Yüksek kredi faizlerinin yanı sıra konut maliyetlerindeki artış, birçok vatandaşı sıfır daireler yerine 20 yaş ve üzerindeki binalara yönelmeye zorlamaktadır. Emlak sektöründeki uzmanlar, bankaların sunduğu yüksek faizli konut kredilerinden kaçınan alıcıların, bu dönemde daha çok faizsiz finansman sağlayan alternatif kuruluşlara yöneldiğini ifade etmektedir.
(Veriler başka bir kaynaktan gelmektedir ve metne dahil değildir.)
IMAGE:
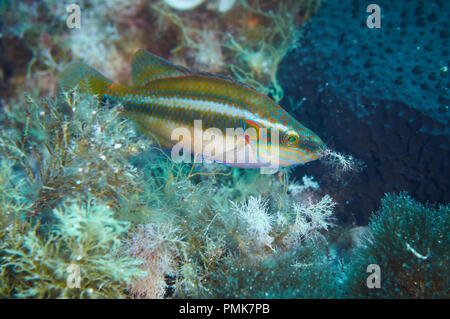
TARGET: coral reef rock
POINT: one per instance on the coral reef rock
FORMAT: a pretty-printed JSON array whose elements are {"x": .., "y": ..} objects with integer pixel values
[{"x": 390, "y": 84}]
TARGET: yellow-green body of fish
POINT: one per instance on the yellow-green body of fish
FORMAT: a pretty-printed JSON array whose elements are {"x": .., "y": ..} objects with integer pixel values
[{"x": 166, "y": 97}]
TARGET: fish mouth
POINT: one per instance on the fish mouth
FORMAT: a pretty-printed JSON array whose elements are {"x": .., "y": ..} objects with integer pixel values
[{"x": 313, "y": 146}]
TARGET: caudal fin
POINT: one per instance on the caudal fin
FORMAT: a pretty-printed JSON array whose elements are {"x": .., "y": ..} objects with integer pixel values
[{"x": 86, "y": 78}]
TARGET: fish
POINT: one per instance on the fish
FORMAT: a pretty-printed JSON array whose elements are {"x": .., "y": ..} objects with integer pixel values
[{"x": 169, "y": 101}]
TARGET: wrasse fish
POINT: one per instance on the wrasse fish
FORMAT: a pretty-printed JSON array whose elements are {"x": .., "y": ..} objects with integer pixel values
[{"x": 165, "y": 97}]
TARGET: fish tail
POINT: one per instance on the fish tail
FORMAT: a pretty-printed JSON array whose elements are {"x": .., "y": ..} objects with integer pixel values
[{"x": 86, "y": 78}]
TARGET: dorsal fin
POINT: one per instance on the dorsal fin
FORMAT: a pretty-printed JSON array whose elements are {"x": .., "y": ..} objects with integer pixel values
[{"x": 147, "y": 67}]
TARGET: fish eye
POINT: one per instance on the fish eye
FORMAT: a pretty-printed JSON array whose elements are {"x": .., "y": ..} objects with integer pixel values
[{"x": 289, "y": 138}]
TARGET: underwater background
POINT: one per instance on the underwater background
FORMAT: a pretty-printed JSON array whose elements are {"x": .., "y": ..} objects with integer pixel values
[{"x": 92, "y": 208}]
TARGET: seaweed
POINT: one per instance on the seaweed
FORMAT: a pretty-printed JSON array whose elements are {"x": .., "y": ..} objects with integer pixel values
[{"x": 409, "y": 241}]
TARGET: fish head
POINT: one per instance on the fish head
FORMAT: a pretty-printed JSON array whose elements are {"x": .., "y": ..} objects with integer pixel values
[{"x": 294, "y": 143}]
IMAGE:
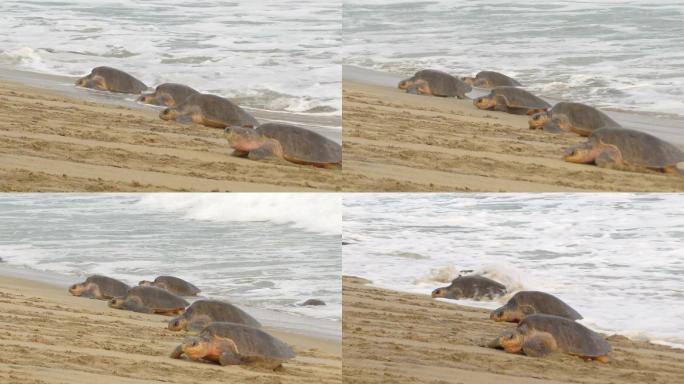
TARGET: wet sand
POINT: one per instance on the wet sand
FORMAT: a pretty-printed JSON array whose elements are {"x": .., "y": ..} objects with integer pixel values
[
  {"x": 395, "y": 141},
  {"x": 49, "y": 336},
  {"x": 397, "y": 337},
  {"x": 51, "y": 140}
]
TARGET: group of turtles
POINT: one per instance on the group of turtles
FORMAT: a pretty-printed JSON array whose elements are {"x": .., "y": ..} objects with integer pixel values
[
  {"x": 546, "y": 324},
  {"x": 225, "y": 334},
  {"x": 246, "y": 136},
  {"x": 609, "y": 145}
]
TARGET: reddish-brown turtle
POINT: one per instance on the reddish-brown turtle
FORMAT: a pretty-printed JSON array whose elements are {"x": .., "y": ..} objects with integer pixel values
[
  {"x": 626, "y": 149},
  {"x": 235, "y": 344},
  {"x": 540, "y": 335}
]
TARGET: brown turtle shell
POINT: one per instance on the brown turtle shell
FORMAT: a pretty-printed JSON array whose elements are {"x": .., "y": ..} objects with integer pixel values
[
  {"x": 219, "y": 311},
  {"x": 443, "y": 84},
  {"x": 156, "y": 299},
  {"x": 519, "y": 98},
  {"x": 301, "y": 145},
  {"x": 118, "y": 80},
  {"x": 571, "y": 337},
  {"x": 540, "y": 303},
  {"x": 639, "y": 148}
]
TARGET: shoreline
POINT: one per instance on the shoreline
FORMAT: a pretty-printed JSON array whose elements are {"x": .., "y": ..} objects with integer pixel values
[
  {"x": 394, "y": 141},
  {"x": 57, "y": 143},
  {"x": 287, "y": 322},
  {"x": 404, "y": 337},
  {"x": 50, "y": 336}
]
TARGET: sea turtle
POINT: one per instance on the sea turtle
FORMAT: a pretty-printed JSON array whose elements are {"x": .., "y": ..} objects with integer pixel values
[
  {"x": 620, "y": 148},
  {"x": 203, "y": 312},
  {"x": 525, "y": 303},
  {"x": 168, "y": 94},
  {"x": 312, "y": 302},
  {"x": 539, "y": 335},
  {"x": 99, "y": 287},
  {"x": 174, "y": 285},
  {"x": 571, "y": 117},
  {"x": 512, "y": 100},
  {"x": 235, "y": 344},
  {"x": 210, "y": 110},
  {"x": 471, "y": 287},
  {"x": 435, "y": 83},
  {"x": 490, "y": 79},
  {"x": 288, "y": 142},
  {"x": 150, "y": 300},
  {"x": 112, "y": 80}
]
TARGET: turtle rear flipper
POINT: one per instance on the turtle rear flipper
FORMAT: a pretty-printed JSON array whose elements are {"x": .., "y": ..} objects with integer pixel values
[{"x": 539, "y": 345}]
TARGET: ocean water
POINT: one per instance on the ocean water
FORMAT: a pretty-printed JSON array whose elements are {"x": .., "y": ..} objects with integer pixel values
[
  {"x": 616, "y": 258},
  {"x": 262, "y": 251},
  {"x": 616, "y": 54},
  {"x": 263, "y": 54}
]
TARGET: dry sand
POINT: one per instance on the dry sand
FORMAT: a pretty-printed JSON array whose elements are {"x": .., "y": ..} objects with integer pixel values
[
  {"x": 49, "y": 336},
  {"x": 395, "y": 141},
  {"x": 405, "y": 338},
  {"x": 53, "y": 142}
]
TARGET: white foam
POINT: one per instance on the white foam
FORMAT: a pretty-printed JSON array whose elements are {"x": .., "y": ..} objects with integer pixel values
[{"x": 312, "y": 212}]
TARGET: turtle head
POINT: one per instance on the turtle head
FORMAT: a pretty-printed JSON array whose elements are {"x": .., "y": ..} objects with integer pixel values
[
  {"x": 538, "y": 120},
  {"x": 485, "y": 102},
  {"x": 116, "y": 302},
  {"x": 77, "y": 289},
  {"x": 406, "y": 83},
  {"x": 195, "y": 348},
  {"x": 92, "y": 81},
  {"x": 584, "y": 153},
  {"x": 178, "y": 324},
  {"x": 243, "y": 139},
  {"x": 439, "y": 292},
  {"x": 511, "y": 341},
  {"x": 168, "y": 114}
]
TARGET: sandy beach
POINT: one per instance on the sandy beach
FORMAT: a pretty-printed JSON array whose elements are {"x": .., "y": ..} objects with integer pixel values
[
  {"x": 51, "y": 140},
  {"x": 403, "y": 142},
  {"x": 49, "y": 336},
  {"x": 390, "y": 336}
]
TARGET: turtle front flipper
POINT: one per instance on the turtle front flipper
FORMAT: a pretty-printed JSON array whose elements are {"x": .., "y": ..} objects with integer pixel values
[
  {"x": 610, "y": 158},
  {"x": 229, "y": 358},
  {"x": 539, "y": 344},
  {"x": 177, "y": 352}
]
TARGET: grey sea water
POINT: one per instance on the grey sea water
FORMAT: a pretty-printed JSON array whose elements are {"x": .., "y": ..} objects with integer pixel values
[
  {"x": 264, "y": 54},
  {"x": 616, "y": 258},
  {"x": 616, "y": 54},
  {"x": 263, "y": 251}
]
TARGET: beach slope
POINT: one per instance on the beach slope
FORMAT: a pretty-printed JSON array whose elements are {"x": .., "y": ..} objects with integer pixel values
[
  {"x": 394, "y": 141},
  {"x": 53, "y": 142},
  {"x": 49, "y": 336},
  {"x": 405, "y": 338}
]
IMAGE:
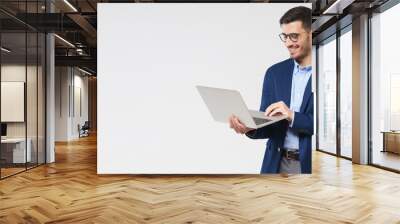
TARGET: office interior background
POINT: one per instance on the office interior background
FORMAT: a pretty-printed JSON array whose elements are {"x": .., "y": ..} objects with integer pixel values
[{"x": 48, "y": 94}]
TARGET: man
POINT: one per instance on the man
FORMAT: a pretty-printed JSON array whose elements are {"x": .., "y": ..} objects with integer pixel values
[{"x": 287, "y": 90}]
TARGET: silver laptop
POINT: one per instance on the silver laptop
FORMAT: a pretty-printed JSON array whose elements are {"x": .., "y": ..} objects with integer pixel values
[{"x": 223, "y": 103}]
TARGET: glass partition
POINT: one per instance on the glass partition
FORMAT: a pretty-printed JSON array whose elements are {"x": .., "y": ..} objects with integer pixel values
[
  {"x": 346, "y": 93},
  {"x": 22, "y": 67},
  {"x": 385, "y": 89}
]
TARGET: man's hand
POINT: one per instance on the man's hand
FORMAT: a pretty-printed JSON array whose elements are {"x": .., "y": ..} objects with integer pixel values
[
  {"x": 279, "y": 108},
  {"x": 235, "y": 124}
]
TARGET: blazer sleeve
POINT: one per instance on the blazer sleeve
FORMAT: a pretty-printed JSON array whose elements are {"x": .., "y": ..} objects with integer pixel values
[
  {"x": 304, "y": 122},
  {"x": 267, "y": 99}
]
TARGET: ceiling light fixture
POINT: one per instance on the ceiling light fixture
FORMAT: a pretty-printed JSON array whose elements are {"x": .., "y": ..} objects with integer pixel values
[
  {"x": 338, "y": 6},
  {"x": 70, "y": 5},
  {"x": 5, "y": 50},
  {"x": 64, "y": 40}
]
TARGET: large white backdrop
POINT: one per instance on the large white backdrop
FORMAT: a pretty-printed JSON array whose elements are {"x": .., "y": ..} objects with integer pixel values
[{"x": 151, "y": 118}]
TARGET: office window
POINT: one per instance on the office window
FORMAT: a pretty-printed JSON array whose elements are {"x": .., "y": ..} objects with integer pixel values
[
  {"x": 327, "y": 95},
  {"x": 385, "y": 89},
  {"x": 22, "y": 93},
  {"x": 346, "y": 92}
]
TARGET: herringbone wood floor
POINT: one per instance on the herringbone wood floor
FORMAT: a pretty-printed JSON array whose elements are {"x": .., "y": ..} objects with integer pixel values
[{"x": 70, "y": 191}]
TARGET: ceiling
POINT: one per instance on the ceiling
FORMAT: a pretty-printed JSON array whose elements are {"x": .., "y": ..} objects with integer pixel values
[{"x": 76, "y": 22}]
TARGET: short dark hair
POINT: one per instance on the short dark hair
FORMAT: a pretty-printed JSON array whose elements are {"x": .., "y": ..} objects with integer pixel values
[{"x": 299, "y": 13}]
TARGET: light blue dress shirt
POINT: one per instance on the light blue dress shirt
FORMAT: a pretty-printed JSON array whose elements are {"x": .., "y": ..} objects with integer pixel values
[{"x": 300, "y": 78}]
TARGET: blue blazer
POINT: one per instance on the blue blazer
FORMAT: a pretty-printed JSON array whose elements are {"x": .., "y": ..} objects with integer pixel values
[{"x": 277, "y": 87}]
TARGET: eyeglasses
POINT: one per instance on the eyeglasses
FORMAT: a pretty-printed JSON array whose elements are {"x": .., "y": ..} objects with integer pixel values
[{"x": 294, "y": 37}]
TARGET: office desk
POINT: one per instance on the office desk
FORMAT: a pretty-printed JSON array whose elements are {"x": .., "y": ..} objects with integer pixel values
[
  {"x": 391, "y": 141},
  {"x": 13, "y": 150}
]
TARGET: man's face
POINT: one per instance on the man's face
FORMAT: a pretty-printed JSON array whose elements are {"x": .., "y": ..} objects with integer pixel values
[{"x": 301, "y": 47}]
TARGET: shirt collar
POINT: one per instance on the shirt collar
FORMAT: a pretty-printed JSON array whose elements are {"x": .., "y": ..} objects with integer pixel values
[{"x": 298, "y": 67}]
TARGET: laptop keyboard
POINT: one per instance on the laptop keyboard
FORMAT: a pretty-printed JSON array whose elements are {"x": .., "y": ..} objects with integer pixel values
[{"x": 259, "y": 121}]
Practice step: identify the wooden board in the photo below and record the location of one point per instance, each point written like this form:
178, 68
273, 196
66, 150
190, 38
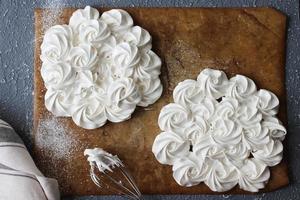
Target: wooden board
245, 41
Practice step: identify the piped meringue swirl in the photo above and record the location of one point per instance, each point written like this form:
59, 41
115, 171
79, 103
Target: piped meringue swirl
220, 131
98, 68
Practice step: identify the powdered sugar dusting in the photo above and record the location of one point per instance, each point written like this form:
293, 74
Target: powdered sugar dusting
51, 14
53, 138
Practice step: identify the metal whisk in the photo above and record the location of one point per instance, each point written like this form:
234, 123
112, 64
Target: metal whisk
108, 172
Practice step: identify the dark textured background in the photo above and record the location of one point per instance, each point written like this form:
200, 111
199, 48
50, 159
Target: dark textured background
16, 73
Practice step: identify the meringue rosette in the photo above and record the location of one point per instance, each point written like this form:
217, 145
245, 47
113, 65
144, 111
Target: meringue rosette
98, 68
223, 132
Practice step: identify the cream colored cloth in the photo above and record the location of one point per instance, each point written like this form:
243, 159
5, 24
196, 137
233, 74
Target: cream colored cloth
19, 177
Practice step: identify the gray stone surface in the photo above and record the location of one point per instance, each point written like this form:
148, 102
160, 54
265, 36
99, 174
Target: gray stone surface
16, 74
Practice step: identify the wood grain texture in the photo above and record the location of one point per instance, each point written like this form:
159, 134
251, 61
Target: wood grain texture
239, 41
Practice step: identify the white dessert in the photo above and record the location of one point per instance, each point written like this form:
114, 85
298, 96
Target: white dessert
99, 68
221, 132
102, 159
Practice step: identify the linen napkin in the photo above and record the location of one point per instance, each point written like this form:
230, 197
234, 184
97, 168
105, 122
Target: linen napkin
19, 177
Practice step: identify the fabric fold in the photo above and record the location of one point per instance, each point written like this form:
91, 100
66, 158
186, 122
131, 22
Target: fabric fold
19, 176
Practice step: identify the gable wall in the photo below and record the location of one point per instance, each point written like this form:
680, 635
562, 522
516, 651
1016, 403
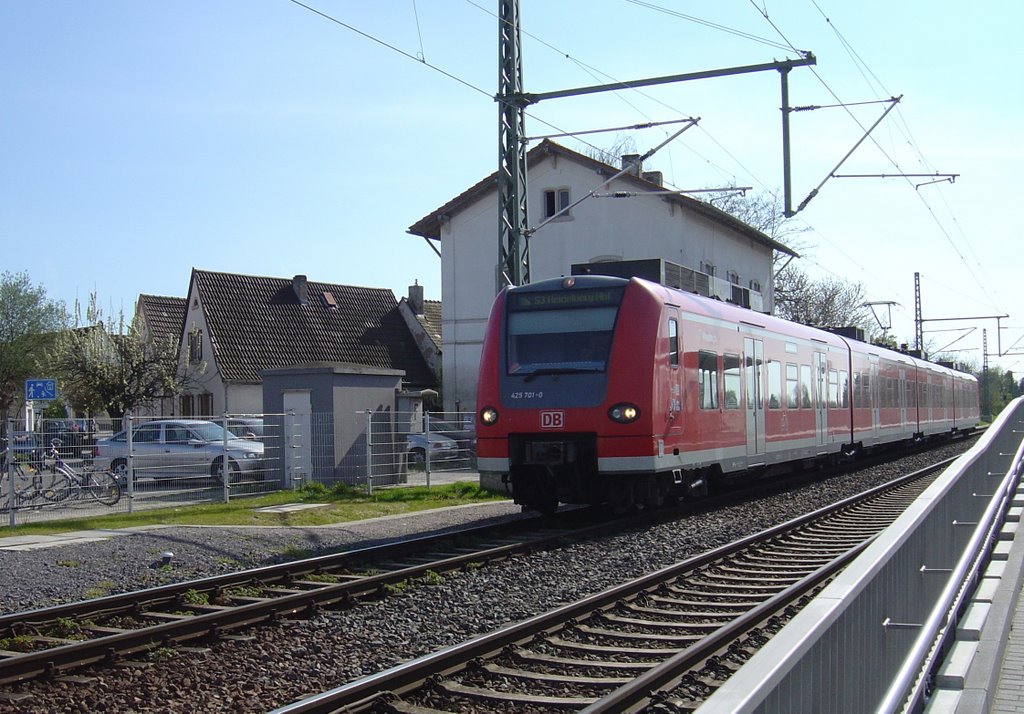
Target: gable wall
609, 228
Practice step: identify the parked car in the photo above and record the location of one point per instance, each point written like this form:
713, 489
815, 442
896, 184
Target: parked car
441, 448
76, 436
464, 434
175, 448
26, 449
246, 427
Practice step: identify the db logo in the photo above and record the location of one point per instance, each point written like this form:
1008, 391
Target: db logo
552, 420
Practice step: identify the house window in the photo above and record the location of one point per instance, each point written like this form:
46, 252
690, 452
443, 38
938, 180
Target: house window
196, 345
554, 201
206, 405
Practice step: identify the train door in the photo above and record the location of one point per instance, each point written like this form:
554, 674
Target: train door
902, 400
754, 357
821, 397
877, 390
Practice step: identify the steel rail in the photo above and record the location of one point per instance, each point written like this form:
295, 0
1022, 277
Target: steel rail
306, 597
367, 693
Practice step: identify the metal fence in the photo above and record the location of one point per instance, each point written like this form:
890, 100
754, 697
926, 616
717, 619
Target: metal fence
872, 638
52, 470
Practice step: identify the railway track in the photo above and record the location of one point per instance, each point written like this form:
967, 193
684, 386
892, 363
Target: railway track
667, 638
54, 641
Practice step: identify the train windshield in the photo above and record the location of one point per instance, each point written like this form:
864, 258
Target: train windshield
558, 333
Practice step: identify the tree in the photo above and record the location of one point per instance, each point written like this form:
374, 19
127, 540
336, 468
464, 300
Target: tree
997, 389
29, 321
762, 210
825, 302
115, 367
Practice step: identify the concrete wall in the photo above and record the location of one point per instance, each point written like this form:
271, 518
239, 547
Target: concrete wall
334, 435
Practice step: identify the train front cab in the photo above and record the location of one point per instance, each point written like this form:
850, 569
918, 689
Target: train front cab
550, 389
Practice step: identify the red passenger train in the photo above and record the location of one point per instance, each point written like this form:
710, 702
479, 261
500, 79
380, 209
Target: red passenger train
597, 389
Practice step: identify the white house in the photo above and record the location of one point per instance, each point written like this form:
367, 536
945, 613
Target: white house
236, 327
633, 218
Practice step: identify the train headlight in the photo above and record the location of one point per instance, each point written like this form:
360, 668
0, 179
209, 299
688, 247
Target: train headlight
624, 413
488, 415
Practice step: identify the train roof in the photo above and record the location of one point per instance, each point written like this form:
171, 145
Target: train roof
713, 307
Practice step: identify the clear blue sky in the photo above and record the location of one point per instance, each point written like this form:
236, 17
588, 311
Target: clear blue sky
142, 139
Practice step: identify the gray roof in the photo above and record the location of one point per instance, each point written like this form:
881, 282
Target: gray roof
165, 317
429, 226
258, 323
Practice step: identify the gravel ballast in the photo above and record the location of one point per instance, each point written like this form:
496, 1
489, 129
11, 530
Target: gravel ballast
284, 663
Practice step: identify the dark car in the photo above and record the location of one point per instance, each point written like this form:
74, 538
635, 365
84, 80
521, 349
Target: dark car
464, 434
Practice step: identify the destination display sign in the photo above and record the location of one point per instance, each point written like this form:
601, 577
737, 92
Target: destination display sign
602, 297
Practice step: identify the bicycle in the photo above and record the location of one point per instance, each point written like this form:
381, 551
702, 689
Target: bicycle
101, 486
32, 488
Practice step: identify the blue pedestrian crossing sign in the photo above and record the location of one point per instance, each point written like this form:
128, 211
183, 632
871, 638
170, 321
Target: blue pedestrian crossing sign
40, 389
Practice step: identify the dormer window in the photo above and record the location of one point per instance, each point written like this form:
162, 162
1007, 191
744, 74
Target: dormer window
196, 345
554, 201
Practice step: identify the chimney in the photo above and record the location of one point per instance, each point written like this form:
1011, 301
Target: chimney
632, 163
653, 177
416, 297
301, 289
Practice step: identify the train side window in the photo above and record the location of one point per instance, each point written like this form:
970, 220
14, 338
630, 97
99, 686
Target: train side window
674, 342
708, 379
774, 384
731, 384
792, 386
805, 386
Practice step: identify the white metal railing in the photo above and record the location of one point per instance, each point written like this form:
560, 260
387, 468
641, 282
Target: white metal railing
869, 640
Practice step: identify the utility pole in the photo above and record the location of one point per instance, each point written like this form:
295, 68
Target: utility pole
513, 247
513, 252
986, 387
919, 324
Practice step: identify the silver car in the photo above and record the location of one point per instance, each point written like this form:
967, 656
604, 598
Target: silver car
175, 448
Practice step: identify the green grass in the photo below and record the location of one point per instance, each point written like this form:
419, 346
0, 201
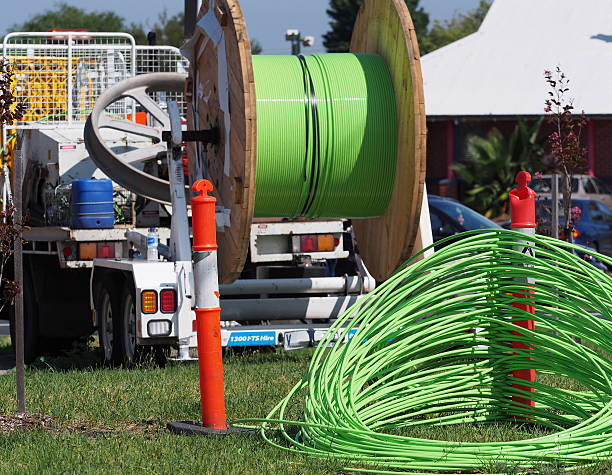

İzmir’de konut ihtiyacı giderek artarken, yüksek maliyetlere sahip evlerin alıcı bulması giderek zorlaşmaktadır. Ev sahibi olmak isteyen pek çok vatandaş, bankalardan konut kredisi almak istese de artan faiz oranları nedeniyle bu kredilere erişim sağlamakta güçlük çekmektedir. Nitekim sıfır konutlardan vazgeçen birçok kişi, daha uygun fiyatlar sunan seçeneklere yönelmektedir. Özellikle 3 milyon TL fiyat aralığında bulunan ve 20 yaşını aşmış daireler ile daha küçük metrekareli 1+1 tarzı evler yoğun talep görmektedir. Bankalardan kredi almak istemeyen ya da bu imkânı bulamayan bazı vatandaşlar ise alternatif kuruluşların sunduğu faizsiz finansman seçeneklerini araştırarak ev sahibi olmanın yollarını aramaktadır.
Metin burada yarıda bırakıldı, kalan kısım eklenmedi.